Ainda esta semana, o Ministro da Educação, na sua passagem por Bragança, enaltecia o papel da poesia como forma de evoluir o pensamento humano.
A propósito dos acontecimentos das últimas semanas envolvendo o antigo presidente da Câmara de Bragança, Hernâni Dias, lembrei-me de um soneto de Camões:
“Erros meus, má fortuna, amor ardente
Em minha perdição se conjuraram;
Os erros e a fortuna sobejaram,
Que para mim bastava amor somente.
Tudo passei; mas tenho tão presente
A grande dor das cousas, que passaram,
Que as magoadas iras me ensinaram
A não querer já nunca ser contente.
Errei todo o discurso de meus anos;
Dei causa que a Fortuna castigasse
As minhas mais fundadas esperanças.
De amor não vi senão breves enganos.
Oh! quem tanto pudesse, que fartasse
Este meu duro Génio de vinganças!
Tem-se acusado a comunicação social de uma perseguição infundada ao antigo autarca brigantino, a propósito das situações que têm vindo a lume.
Várias reportagens levaram à demissão de Hernâni Dias do cargo de Secretário de Estado da Administração Local e do Ordenamento do Território.
Uma demissão que, até para bem do próprio, deveria ter acontecido mais cedo. Só Hernâni Dias e Luís Montenegro não o perceberam. E, com isso, obrigaram a que fosse o Presidente da República a vir a público dar um puxão de orelhas e um recado que, para Montenegro, foi claro: ou Hernâni Dias saía a bem ou saía a mal, arrastando consigo o próprio Primeiro-Ministro.
Sem querer estar a entrar no campo da Justiça, que tem o seu tempo, e onde o cidadão Hernâni Dias poderá dar as explicações que tem de dar, na política há uma dimensão que vai para além do estrito cumprimento da legalidade. E foi isso que tanto ele como Montenegro tiveram dificuldade em perceber.

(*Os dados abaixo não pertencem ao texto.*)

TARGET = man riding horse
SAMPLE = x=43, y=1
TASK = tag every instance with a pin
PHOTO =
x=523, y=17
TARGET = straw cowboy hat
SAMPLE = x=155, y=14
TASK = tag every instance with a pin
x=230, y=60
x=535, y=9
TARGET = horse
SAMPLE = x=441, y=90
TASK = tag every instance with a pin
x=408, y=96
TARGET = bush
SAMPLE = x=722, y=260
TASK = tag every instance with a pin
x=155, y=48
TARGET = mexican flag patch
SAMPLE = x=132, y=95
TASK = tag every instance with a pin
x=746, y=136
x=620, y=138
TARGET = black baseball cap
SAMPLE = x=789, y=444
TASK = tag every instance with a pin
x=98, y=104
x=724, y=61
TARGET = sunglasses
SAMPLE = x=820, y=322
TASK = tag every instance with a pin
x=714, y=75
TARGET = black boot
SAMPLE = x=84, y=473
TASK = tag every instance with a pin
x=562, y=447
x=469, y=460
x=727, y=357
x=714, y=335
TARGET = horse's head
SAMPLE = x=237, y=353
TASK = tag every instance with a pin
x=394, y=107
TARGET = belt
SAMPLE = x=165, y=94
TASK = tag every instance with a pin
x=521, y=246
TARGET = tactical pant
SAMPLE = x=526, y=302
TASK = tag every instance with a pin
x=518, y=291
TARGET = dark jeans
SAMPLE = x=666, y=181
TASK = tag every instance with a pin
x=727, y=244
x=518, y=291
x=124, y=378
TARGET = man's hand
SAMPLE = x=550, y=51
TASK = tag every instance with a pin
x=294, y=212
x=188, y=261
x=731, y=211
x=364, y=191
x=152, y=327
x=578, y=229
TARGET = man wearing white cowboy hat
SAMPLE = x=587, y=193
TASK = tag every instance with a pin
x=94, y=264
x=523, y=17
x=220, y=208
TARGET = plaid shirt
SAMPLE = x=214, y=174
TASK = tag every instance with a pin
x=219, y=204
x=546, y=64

Um governante que está embrenhado na preparação de uma lei sobre a utilização dos solos não pode, dois meses antes de a lei ser aprovada, constituir empresas para operarem, precisamente, no âmbito da lei que estava a ser criada. Não por uma questão de legalidade mas para afastar qualquer suspeição que a partir daí advém.
É confrangedor assistir a uma personagem como Isaltino Morais, que esteve preso por ser “demasiado generoso” com um sobrinho, vir à televisão comentar este caso e apontar ingenuidade a Hernâni Dias.
No passado recente houve governantes que saíram sem serem diretamente acusados (Carla Alves, por exemplo), um Primeiro-Ministro que foi demitido sem ser acusado (e quem sabe investigado).
Neste caso, a saída era o caminho inevitável.
Ambos deviam ter percebido isso mais cedo. Teriam evitado dissabores.